Objets de délit : les faratas, les minn frits, les bajas, les brianis, les hakiens… Car il faut bien avouer que même s’ils sont intimement liés à nos traditions, même si nos palais en redemandent : tous ces plats sont en général très gras et peuvent causer de sérieux dégâts dans notre corps. Le taux particulièrement élevé de diabète, cholestérol, maladies cardio-vasculaires à Maurice en témoigne.

Alors, il est primordial  aujourd’hui de trouver un compromis. De trouver des ponts entre les qualités gustatives et les qualités nutritionnelles. Parce que, quoi qu’on fasse, notre santé, notre état physique, notre bien-être, notre vitalité, notre mental… tout est lié à notre alimentation. 

LE POINT DE VUE DE KRISTEL FROGER

Mauricienne installée en Normandie, Kristel Froger est consultante et créatrice culinaire. Sur son blog L’atelier de Kristel, elle fait la part belle aux plats emblématiques de Maurice.
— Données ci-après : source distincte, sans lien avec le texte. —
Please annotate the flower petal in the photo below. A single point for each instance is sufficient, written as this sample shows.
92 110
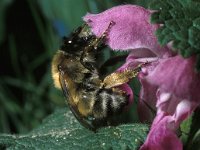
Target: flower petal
161 136
131 30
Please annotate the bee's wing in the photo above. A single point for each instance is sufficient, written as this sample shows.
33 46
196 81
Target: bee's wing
86 123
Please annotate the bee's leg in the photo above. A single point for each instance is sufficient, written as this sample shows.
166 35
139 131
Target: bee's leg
88 55
111 62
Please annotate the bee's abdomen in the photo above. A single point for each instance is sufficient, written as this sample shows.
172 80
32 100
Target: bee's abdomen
108 103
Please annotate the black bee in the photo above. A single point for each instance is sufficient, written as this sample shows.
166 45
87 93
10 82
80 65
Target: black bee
92 100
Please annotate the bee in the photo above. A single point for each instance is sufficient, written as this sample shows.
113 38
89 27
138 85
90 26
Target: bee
92 99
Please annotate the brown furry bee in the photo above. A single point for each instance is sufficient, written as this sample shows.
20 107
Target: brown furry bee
92 100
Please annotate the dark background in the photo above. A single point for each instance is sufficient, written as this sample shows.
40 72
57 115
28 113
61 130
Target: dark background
30 33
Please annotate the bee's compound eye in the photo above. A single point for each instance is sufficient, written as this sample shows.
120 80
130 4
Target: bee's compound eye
90 118
60 68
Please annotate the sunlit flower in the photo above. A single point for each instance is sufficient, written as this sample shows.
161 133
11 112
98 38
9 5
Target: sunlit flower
169 83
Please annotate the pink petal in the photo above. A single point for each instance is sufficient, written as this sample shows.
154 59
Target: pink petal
177 75
161 136
131 30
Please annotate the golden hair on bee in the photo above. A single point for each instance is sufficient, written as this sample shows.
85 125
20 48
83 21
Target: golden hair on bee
92 99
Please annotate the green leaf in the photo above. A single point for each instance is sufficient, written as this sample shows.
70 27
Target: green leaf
3 7
185 128
61 131
181 24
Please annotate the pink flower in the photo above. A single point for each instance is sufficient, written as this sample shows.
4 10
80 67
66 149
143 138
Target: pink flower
169 82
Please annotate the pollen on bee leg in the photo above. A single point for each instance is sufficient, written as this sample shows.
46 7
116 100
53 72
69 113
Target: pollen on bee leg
55 77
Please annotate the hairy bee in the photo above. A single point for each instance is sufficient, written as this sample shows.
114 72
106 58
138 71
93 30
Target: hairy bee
92 100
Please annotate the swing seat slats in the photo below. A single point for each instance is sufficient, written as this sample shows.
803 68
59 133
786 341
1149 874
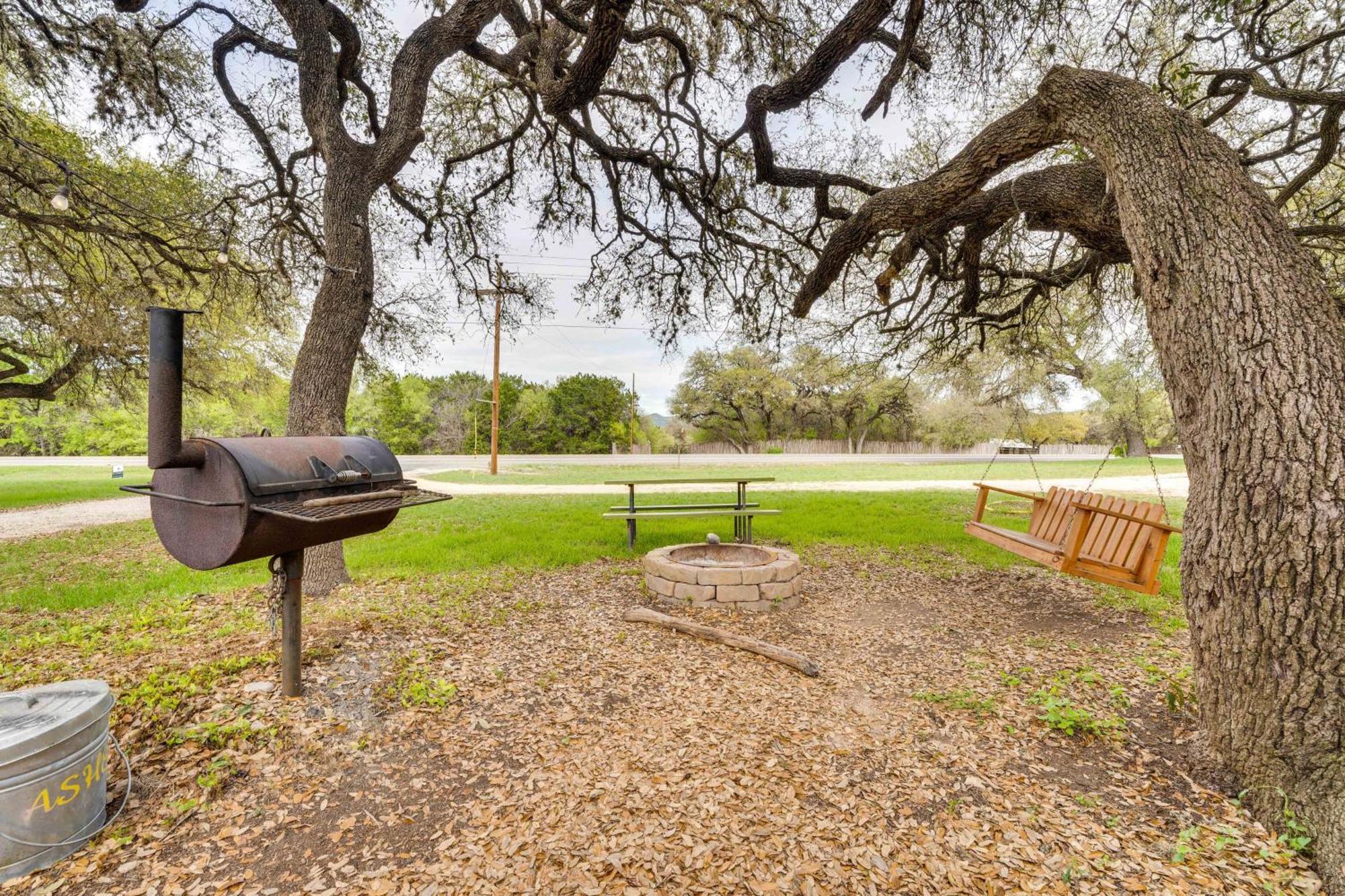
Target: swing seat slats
1086 534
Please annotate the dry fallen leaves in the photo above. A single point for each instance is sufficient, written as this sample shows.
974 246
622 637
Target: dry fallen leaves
584 755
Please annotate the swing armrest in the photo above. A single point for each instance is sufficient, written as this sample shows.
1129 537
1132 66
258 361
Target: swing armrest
1129 517
1009 491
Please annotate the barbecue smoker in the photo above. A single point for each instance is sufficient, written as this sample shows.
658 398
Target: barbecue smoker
219 502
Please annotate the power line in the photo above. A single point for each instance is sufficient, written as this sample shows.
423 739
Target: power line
699 331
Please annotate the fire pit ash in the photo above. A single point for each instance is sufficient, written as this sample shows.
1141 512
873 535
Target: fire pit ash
751 577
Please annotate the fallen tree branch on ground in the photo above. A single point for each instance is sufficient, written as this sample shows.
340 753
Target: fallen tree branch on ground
719 635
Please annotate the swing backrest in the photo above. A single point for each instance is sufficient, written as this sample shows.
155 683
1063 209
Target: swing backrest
1112 541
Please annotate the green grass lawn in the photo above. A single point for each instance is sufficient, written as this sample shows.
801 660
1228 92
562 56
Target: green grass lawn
786 471
124 564
54 485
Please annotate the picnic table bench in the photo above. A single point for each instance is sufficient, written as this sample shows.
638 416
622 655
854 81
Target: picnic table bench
740 509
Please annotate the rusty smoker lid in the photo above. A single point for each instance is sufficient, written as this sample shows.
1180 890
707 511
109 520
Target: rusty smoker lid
275 466
36 719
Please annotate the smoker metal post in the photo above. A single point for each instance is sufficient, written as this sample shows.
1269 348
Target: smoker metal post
166 446
291 624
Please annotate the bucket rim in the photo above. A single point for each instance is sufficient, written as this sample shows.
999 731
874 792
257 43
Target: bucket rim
33 720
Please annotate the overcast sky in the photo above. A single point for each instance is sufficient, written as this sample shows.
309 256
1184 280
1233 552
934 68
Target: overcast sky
572 341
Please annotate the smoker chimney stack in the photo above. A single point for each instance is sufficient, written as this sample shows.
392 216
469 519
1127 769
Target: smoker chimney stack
166 446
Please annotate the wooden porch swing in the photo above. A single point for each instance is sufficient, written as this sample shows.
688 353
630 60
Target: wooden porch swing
1083 533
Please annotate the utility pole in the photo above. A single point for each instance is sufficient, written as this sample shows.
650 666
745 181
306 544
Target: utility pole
498 292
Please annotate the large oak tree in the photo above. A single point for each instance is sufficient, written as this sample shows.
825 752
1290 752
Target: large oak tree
1233 253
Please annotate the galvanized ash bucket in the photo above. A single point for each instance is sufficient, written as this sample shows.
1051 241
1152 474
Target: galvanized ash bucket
56 758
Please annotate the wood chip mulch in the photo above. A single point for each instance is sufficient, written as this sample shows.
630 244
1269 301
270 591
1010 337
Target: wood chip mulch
584 755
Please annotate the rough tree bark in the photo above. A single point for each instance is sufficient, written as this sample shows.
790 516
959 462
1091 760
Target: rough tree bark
326 362
1253 349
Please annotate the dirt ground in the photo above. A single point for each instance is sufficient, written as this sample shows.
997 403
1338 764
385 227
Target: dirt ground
578 754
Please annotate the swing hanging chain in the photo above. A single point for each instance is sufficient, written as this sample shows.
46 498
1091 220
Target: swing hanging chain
1153 467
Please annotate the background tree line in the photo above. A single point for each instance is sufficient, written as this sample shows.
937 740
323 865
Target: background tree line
582 413
748 396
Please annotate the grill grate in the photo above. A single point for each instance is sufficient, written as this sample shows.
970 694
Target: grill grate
397 499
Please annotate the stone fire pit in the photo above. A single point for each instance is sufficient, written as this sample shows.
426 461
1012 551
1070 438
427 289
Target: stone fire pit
748 577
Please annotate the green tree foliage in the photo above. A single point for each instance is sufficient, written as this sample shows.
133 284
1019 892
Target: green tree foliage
137 233
587 413
106 421
583 413
748 395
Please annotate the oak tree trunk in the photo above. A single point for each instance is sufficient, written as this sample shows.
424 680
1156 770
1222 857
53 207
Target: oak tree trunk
1253 352
326 362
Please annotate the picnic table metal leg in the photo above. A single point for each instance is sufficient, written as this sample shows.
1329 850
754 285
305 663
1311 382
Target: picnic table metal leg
740 532
630 524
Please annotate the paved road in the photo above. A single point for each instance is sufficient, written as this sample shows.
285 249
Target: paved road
1174 486
45 521
79 514
420 464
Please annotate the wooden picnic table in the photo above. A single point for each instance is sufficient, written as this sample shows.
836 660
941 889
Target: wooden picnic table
740 509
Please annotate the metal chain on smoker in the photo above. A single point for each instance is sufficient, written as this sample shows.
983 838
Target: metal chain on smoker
275 592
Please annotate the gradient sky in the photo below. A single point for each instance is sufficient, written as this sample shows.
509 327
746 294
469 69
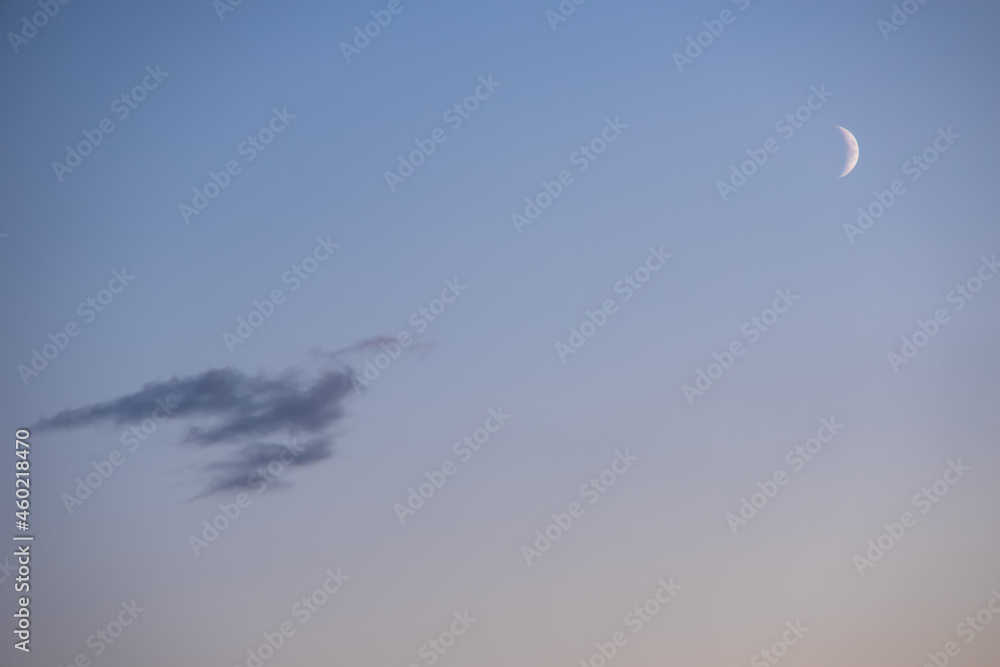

« On a de la chance à Maurice d’avoir une cuisine colorée et épicée. On mange des légumes, des grains secs, des féculents, des protéines en tout genre. C’est une cuisine qui rime avec générosité. Mais ce qu’il faudrait revoir, c’est peut-être cette tendance à manger de trop grandes portions. A grignoter entre les repas. A manger dehors trop souvent. A privilégier au quotidien une cuisine grasse. » 

LES TIPS DE KRISTEL

Faire des fritures en deux temps. Moi, je saisis mes gâteaux piments et autres beignets une première fois dans de l’huile chaude pour le côté croustillant et dès que ça prend de la couleur, je continue la cuisson au four. Cette technique permet d’enlever l’excédent d’huile. Pour ce qui est des samoussas,  je les badigeonne d’huile et je les mets directement au four.

Faire des faratas avec de la farine complète. C’est meilleur pour la santé, et ça cale plus. Et même si, comme tout le monde, j’adore le côté feuilleté des faratas, il faut quand même être raisonnable. Ce n’est pas possible de mettre une couche d’huile à chaque pliage de la pâte. En plus, ça prend du temps. Pour ma part, je mets un peu de levure dans la pâte pour l’alléger. La méthode traditionnelle c’est bien, mais occasionnellement !

Autre astuce : d’habitude, pour faire revenir du poulet, on met de l’huile à chauffer, de l’ail, du gingembre, de l’oignon puis le poulet. Mais, on peut aussi mettre le poulet en premier, laisser dégager sa graisse naturelle qui servira comme base de matière grasse à la place de l’huile. Après on ajoute le reste.

En fait, l’huile en elle-même n’est pas une mauvaise chose. Simplement, il ne faut pas en abuser. On peut aussi opter pour une huile de qualité, pressée à froid et première pression. Ces huiles-là contiennent des oligo-éléments, des antioxydants. 

Et pour des gadjacks sains, préparez des verrines de salad ourit ou de thon. C’est mauricien, c’est sain et c’est joli. Essayez différents satinis sur des apalams. Pas des apalams frits mais des apalams qu’on fait gonfler à la poêle sans huile. Côté dips, optez pour la fraîcheur avec du raïta. Mixez du yaourt, du cotomili, de la menthe, de l’ail, du gingembre et du piment. On peut aussi troquer les chips pour des craquers et des torsades au fromage maison : YouTube regorge de recettes !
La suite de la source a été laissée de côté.